Estamos em guerra com o que comemos. Isso é certo. Regateamos mentalmente a quantidade de comida que comemos. Hesitamos na segunda dose, comemos devagar e pausadamente para que a quantidade não seja a que desejávamos. Inventamos truques para evitar o exagero. Compramos produtos que nos tiram a fome ou alimentos que nos saciam sem necessidade de tanta quantidade. Soluções não faltam. É um Purgatório constante, aquele em que vivemos. Eu cá atrevo-me a dizer que nos falta sentir a fome. Se temos tanta dificuldade em lidar com a abundância porque não regressar ao ponto da fome para perceber o que devemos ou não comer? Sentir o apetite e evitar comer por repetição, pelo hábito, pela refeição que marca a hora.

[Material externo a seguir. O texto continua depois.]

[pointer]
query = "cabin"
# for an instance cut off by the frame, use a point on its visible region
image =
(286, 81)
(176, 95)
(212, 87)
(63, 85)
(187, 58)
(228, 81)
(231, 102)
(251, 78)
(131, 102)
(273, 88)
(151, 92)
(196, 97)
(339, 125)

Mas não é só a abundância que nos faz estar em guerra com o que comemos. Também sentimos culpa pelo que escolhemos comer. A proteína animal pesa-nos pelo sofrimento que infligimos aos animais. Mas é claro que neste capítulo, aflige-nos muito mais alguns animais do que outros. Entre a vaca e a galinha, sacrificamos mais facilmente esta última como se a sua morte não pesasse tanto na escala do sofrimento animal.
Mas, seja de maneira for, lá vem a culpa e logo estamos com um pé no Inferno. De comermos as vacas, as cabras, as ovelhas, o porco. É uma mágoa que arrastamos junto à nossa moral e ética. De tal modo que nos esquecemos como estes são temas discutidos desde a Antiguidade Clássica.
Talvez a solução passe por recusarmos a abundância. Aquela que está em todo o lado, da publicidade às lojas. Aquela que queremos trazer pela casa para encher o frigorífico e a despensa como se não houvesse amanhã. E não, não precisamos de inventar mais para comermos mais. Não precisamos de andar a jogar às escondidas com a comida até ela apodrecer sem remédio no frigorífico. Não precisamos fugir aos alimentos que nos arrastam a alma para as profundezas do Inferno. Precisamos entender porque comemos. Qual a razão de nos alimentarmos e como escolhemos o que comemos. Para isso, nas nossas escolhas necessitamos de entender o valor dos alimentos para além da produção intensiva. Se o fizermos não precisamos dos truques da moda para chegarmos ao Céu. A viagem será gratuita e sem pecado.